Floyd Hamilton (with Alan Tichenor, Robert Srong, Edwin Rian, and Gordon Clark) wrote The Answer, a defense of Clark in response to The Complaint. It said “without specifically amending our standards any attempt to exalt one method [of apologetics] as alone orthodox and to repudiate all appeal to the a-priori truths of reason is intolerable.” Note carefully his appeal to Hodge and compare with Fesko above.
A.A. Hodge, also, in his Outlines of Theology appeals to reason. On page 19, 8, 2d, he refers to “the light of nature.” Just below he speaks of “the demonstration of the a-priori possibility of a supernatural revelation.” On page 37 he answers Hume by an appeal to “a universal and necessary judgment of reason.” On page 45 he says, “It is certain that the intuitions of necessary truth are the same in all men. They are not generalizations from experience, but presupposed in all experience.” See in particular his defense of natural theology on page 53, 1, 1st, page 54, 2, 2d; also page 61, 10. On page 62, 14, 1st, he also says, “Reason is the primary revelation God has made to man, necessarily presupposed in every subsequent revelation of whatever kind . . . Hence no subsequent revelation can contradict reason acting legitimately within its own sphere . . . To believe is to assent to a thing as true, but to see that it contradicts reason, is to see that it is not (italics his) true.” Again on page 63, 15, 1st, “The first principles of a true philosophy are presupposed in all theology, natural and revealed. 2d, The Holy Scriptures, although not designed primarily to teach philosophy, yet necessarily presuppose and involve the fundamental principles of a true philosophy.”
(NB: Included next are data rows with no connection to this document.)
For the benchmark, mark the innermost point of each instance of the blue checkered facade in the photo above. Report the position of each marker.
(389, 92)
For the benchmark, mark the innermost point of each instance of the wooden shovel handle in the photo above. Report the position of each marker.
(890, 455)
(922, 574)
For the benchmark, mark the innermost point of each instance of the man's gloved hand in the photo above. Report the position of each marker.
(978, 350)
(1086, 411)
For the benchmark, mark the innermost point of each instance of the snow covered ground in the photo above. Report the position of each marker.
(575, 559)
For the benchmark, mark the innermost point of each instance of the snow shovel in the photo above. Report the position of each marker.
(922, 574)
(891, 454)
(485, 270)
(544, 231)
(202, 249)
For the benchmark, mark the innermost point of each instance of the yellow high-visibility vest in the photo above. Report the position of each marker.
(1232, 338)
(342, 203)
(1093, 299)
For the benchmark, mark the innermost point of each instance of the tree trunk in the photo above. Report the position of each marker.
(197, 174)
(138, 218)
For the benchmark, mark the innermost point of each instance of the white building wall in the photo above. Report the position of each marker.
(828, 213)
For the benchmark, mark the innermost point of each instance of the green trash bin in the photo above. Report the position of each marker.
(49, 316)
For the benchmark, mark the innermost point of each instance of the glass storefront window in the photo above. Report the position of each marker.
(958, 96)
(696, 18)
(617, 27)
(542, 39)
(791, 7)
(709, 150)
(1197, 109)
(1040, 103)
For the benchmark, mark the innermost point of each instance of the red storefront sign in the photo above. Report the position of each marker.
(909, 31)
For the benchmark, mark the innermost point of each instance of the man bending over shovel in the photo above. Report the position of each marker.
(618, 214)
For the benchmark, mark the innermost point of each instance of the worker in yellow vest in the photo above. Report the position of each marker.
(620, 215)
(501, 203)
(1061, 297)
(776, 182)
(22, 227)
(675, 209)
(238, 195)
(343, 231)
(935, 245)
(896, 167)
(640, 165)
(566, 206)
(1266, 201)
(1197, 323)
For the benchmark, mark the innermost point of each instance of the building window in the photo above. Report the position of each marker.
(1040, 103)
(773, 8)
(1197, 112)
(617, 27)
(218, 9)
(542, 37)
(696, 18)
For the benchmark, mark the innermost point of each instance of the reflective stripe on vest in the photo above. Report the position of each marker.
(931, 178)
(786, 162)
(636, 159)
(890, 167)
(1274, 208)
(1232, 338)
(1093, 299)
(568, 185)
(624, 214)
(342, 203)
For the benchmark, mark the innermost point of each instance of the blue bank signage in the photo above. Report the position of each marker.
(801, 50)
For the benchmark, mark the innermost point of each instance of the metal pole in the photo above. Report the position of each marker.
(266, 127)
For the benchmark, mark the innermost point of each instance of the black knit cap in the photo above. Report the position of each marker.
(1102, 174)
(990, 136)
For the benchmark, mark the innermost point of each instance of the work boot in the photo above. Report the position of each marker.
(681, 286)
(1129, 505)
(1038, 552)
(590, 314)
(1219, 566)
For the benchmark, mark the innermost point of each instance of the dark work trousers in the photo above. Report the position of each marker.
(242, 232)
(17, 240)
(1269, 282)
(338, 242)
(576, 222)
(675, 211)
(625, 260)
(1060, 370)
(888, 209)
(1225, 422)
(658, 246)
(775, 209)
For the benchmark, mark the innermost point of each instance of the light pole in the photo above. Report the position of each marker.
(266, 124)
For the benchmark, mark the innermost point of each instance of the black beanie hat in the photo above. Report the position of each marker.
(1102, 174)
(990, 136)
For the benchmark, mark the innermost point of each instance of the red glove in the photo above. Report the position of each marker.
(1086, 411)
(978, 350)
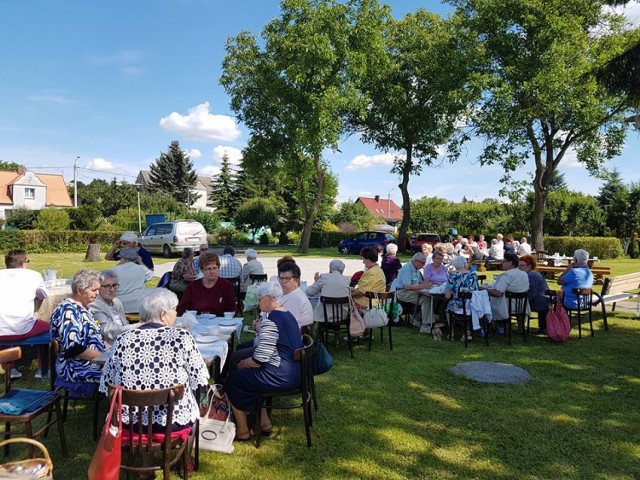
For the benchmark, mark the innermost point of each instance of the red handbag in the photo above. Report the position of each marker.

The result of the controversy was that Dr. Clark was exonerated from the charges of The Complaint. The OPC General Assembly voted 2:1 in favor of Clark. However, he could tell he was quite unwelcome at WTS (where he was planning to teach) so he left the OPC. As a result Van Til’s thought continued to dominate. For more than a generation, reformed Christians have believed that seeking to resolve contradiction in a system of theology is rationalism. Only a few years ago a PCA seminary professor was nearly denied the transfer of his credentials to pastor an OPC church because he disagreed with Van TIl’s epistemology. The tide is shifting as people are finally seeing the problem with Van Til that Clark pointed out for 50 years. Perhaps reformed Christians will now be willing to seriously consider Gordon Clark’s substantial contribution to reformed philosophy (see Doug Douma’s recent biography The Presbyterian Philosopher), seeing that he is not quite the boogeyman he has been made out to be.